I feel like finally, I’ve gotten it together: I’ve hit my stride. I can do this.
So when I walk into school that cold January morning, holding Peter’s hand, full on banana pancakes, with a new job and wearing Margot’s Fair Isle sweater she left behind, I am feeling good. Great, even.
Peter wants to stop in the computer lab to print out his English paper, so that’s our first stop. He logs in, and I gasp out loud when I see the wallpaper.
Someone has taken a still of the hot tub video, of me in Peter’s lap in my red flannel nightgown, skirt hitched up around my thighs, and across the top it reads HOT HOT TUB SEX. And on the bottom—YOU’RE DOING IT WRONG.
“What the hell?” Peter mutters, looking around the computer lab. Nobody looks up. He goes to the next computer—same picture, different caption. SHE DOESN’T KNOW ABOUT SHRINKAGE on top. HE’S HAPPY WITH WHAT HE CAN GET across the bottom.
We are a meme.
Over the next couple of days, the picture shows up all over the place. On other people’s Instagrams, on their Facebook walls.
There’s one with a dancing shark photoshopped in. Another one where our heads have been replaced by cat heads.
And then one that just says AMISH BIKINI.
Peter’s lacrosse friends think it’s hilarious, but they swear they don’t have anything to do with it. At the lunch table Gabe protests, “I don’t even know how to use Photoshop!”
Peter stuffs half his sandwich into his mouth. “Fine, then who’s doing it? Jeff Bardugo? Carter?”
“Dude, I don’t know,” Darrell says. “It’s a meme. A lot of people could be throwing their hat in the ring.”
“You have to admit, the cat-head one was pretty funny,” Gabe says. Then he turns to me and says, “My bad, Large.”

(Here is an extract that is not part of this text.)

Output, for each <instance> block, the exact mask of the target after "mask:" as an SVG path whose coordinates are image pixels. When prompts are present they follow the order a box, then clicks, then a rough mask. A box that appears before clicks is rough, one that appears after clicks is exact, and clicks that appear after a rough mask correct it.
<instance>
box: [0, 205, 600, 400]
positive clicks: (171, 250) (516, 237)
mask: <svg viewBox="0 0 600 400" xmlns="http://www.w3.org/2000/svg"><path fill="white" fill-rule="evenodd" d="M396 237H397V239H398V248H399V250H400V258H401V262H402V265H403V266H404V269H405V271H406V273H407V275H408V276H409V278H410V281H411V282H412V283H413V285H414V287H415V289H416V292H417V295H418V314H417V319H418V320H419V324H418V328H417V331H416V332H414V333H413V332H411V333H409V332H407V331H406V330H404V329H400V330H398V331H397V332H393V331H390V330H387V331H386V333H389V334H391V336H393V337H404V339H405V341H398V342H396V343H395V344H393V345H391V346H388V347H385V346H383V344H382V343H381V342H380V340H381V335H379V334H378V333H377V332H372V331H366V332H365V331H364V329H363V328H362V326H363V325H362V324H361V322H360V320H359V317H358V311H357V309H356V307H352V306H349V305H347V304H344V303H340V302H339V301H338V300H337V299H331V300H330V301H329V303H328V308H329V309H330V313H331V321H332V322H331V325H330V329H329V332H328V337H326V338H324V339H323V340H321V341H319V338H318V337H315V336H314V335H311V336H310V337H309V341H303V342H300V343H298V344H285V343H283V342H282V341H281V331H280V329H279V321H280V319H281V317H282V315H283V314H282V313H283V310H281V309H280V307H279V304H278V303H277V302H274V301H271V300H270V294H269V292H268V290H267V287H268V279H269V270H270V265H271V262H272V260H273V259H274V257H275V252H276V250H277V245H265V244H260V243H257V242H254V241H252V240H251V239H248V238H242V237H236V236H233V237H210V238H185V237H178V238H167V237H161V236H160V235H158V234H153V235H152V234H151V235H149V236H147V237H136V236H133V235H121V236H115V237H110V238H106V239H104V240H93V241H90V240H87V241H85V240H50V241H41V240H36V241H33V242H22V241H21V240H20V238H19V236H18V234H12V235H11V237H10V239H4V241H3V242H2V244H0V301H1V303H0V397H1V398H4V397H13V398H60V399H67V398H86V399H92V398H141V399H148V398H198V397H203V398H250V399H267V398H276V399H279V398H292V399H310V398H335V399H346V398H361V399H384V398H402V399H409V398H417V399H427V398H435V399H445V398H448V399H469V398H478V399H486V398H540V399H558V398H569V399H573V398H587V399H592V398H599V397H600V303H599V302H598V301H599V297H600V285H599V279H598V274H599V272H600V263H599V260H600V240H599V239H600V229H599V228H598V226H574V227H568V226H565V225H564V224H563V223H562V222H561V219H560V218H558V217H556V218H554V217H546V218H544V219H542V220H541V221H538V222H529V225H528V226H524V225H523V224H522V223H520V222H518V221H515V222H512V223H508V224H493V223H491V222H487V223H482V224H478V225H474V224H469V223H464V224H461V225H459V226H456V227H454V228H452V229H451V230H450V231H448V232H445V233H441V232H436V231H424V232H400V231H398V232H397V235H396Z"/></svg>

I stay quiet. The cat heads were kind of funny. But overall it is not. Peter tried to laugh the first one off, but now we are a few days in and I can tell it’s bothering him. He isn’t used to being the butt of the joke. I suppose I’m not either, but only because I’m not used to people paying this much attention to anything I’m doing. But ever since I’ve been with Peter, people are, and I wish they weren’t.
10
THAT AFTERNOON, WE HAVE A junior class assembly in the auditorium. Our class president, Reena Patel, is onstage giving a PowerPoint presentation on the state of the union—how much money we’ve fund-raised for prom, the proposal for senior class trip. I’m sitting low in my seat, relieved for the respite, where people aren’t looking at me, whispering and making judgments.
She clicks on the last slide, and that’s when it happens. “Me So Horny” blasts out of the speakers and my video, mine and Peter’s, flashes on the projector screen. Someone has taken the video from Anonybitch’s Instagram and put their own soundtrack to it. They’ve edited it too, so I bop up and down on Peter’s lap at triple speed to the beat.
Oh no no no no. Please, no.
Everything happens at once. People are shrieking and laughing and pointing and going “Oooh!” Mr. Vasquez is jumping up to unplug the projector, and then Peter’s running onstage, grabbing the microphone out of a stunned Reena’s hand.
“Whoever did that is a piece of garbage. And not that it’s anybody’s fucking business, but Lara Jean and I did not have sex in the hot tub.”
My ears are ringing, and people are twisting around in their seats to look at me and then shifting back around to look at Peter.